Building on the foundations of alignment, participants discussed the basic question of how to scale-up climate finance. UN representatives counselled not only to join forces with other funds but to address climate and development challenges at strategic program levels rather than as individual ad hoc projects. In other words, agencies can add the most value by combining partnerships with coherent approaches.
Also on the agenda was the multitrillion-dollar question of how to get more private sector financing on board. UN colleagues said this can be achieved by providing higher levels of concessionality, technical assistance and even results-based grants — but subject to regular review and always in line with the needs and capacities of the country in question.
It was stressed, however, that many developing countries lack “absorptive capacity”, so the challenge is not only to make climate finance more accessible but actually more usable. For example, ACG members support several Small Island Developing States in the Caribbean and Asia-Pacific, which have difficulties absorbing finance and delivering it to communities in need. Fortunately, there are case studies to learn from — including programs led by the World Bank, African Development Bank and the Association of Southeast Asian Nations, which are developing markets and building institutional capacity.

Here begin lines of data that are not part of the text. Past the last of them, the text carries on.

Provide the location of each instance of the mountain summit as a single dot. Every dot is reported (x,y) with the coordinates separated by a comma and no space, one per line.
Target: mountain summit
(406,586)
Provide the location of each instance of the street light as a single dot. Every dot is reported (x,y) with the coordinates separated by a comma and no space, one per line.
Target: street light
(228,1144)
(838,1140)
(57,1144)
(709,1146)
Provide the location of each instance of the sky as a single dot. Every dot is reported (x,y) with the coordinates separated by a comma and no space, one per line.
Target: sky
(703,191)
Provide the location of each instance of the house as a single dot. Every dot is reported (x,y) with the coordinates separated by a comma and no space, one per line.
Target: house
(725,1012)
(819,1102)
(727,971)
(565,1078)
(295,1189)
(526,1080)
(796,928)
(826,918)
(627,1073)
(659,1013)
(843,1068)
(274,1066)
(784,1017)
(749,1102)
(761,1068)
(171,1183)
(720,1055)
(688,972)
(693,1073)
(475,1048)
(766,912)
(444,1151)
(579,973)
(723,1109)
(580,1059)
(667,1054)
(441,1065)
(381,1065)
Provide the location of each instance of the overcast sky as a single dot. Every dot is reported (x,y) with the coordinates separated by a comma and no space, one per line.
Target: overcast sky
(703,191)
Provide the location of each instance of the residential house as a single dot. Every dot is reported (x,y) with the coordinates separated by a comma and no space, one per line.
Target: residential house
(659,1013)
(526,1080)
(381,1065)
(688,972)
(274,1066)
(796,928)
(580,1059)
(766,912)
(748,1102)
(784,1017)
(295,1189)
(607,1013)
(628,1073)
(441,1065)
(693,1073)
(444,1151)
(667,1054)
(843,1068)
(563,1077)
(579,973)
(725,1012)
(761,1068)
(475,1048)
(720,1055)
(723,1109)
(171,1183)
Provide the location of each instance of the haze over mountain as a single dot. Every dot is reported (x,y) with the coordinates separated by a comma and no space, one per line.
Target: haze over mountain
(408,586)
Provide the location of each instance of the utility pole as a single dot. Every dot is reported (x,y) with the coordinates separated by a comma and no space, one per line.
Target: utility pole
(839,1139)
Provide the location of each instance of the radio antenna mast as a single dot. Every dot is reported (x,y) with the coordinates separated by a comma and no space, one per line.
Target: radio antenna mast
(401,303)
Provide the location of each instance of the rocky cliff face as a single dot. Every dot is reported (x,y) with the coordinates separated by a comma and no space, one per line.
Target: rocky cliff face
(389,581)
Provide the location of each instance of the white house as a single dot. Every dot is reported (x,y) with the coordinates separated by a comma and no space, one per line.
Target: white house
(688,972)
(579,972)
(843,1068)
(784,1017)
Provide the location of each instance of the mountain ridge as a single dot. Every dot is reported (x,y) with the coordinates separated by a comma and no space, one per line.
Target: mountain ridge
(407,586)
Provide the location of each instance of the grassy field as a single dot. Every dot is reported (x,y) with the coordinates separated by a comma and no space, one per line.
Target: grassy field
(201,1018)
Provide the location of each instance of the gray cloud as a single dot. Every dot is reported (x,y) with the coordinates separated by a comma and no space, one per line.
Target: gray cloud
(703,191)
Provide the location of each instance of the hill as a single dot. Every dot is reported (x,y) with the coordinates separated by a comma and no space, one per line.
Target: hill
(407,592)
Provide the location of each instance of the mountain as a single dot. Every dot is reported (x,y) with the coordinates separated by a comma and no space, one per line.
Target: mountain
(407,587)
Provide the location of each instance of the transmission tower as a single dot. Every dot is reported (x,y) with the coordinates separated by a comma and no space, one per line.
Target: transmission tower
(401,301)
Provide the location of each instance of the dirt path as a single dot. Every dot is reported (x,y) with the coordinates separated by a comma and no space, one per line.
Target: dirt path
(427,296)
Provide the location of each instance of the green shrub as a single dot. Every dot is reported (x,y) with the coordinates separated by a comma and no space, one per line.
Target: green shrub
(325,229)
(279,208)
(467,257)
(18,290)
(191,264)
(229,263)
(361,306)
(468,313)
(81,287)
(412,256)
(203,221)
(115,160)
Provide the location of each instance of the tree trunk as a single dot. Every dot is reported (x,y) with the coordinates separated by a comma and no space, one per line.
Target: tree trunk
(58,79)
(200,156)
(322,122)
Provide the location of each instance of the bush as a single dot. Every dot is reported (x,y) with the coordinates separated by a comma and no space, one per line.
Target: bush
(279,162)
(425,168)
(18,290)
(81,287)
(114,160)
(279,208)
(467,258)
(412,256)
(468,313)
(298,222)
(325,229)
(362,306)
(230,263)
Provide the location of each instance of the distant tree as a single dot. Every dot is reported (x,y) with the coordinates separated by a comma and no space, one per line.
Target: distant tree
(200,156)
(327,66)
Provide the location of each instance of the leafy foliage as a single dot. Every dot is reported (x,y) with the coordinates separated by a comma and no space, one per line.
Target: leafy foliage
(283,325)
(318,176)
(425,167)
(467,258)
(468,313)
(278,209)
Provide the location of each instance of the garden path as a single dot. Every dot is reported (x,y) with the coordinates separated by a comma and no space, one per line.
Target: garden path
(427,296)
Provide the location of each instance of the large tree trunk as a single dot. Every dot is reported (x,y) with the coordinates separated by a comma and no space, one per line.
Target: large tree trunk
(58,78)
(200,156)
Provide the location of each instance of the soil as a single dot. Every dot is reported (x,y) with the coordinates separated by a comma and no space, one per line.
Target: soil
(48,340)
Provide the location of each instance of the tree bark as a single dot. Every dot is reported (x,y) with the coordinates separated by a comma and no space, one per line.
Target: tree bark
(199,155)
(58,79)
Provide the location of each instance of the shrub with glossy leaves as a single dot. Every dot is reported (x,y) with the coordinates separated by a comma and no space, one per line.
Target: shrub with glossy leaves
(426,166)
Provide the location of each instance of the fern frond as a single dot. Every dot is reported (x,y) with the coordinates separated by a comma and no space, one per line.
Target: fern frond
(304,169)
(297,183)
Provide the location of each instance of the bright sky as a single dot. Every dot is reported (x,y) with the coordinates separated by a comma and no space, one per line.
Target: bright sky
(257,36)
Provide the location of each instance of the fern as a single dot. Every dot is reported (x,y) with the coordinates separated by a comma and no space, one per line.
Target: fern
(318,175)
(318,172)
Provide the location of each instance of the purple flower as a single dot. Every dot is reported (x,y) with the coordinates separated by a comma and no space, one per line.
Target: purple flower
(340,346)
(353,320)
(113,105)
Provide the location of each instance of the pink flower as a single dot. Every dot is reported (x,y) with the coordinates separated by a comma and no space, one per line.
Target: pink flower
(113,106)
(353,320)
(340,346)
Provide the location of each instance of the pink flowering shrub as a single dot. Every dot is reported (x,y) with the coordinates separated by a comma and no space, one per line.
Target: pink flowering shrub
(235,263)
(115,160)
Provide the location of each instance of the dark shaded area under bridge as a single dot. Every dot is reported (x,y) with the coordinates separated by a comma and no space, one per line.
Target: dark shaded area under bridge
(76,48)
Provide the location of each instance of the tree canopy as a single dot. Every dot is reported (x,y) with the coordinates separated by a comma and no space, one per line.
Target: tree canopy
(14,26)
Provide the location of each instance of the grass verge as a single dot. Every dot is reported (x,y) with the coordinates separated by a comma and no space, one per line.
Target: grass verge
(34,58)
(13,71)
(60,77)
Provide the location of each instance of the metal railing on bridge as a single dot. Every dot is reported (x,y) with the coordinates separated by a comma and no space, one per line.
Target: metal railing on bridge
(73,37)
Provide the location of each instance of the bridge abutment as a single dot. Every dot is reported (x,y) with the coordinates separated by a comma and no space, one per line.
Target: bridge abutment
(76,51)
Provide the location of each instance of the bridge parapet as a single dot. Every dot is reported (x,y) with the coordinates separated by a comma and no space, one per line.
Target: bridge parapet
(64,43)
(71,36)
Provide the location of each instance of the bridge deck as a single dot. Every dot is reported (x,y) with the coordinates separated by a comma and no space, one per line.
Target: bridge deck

“This is a very important topic,” said the World Bank’s Eichberger. “There’s a lot of money around but in order to disburse it in the most effective way we put a lot of effort not only in developing capacity but also in assessing this capacity ahead of the project itself.
“We recently conducted a series of technical assistance capacity building activities in the countries where we’re working with the public sector on public financial management climate reform. Here we organized very targeted and comprehensive trainings of personnel to implement and develop country-specific resources — with a particular focus on climate change adaptation.”

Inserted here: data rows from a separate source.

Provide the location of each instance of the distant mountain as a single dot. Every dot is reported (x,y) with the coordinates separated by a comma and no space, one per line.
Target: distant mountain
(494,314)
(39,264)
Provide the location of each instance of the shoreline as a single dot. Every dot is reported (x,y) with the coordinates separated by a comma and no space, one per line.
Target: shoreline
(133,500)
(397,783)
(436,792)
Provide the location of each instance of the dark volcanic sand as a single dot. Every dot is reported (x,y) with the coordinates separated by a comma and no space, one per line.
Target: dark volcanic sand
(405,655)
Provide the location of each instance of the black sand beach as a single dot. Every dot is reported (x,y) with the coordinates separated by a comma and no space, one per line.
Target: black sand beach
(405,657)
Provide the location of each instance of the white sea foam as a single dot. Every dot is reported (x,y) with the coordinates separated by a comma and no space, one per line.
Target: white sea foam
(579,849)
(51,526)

Delegates also discussed “just transitions” (plural), not only in light of balancing energy access with climate action but also other development areas including agriculture, transport, right the way through to financial markets. These transitions are all in progress and open-ended discussions will continue at COP28, said one UN representative. Dossina Yeo, Advisor to the Director of Operations at the Arab Bank for Economic Development in Africa (BADEA), said: “All our members are affected by climate change, so it is very important that we work together with partners to support African countries and to make sure we fully understand the common methodologies, challenges and possible solutions.
“Over the last two days I’ve learned a lot about climate finance. Without alignment I’m not sure we’ll be able to measure and put everything together. We now have a common methodology, definitions and understanding — which means that we can work together and measure together. When it comes to data, we firmly believe in the saying: ‘If you can’t measure it, you can’t manage it’.”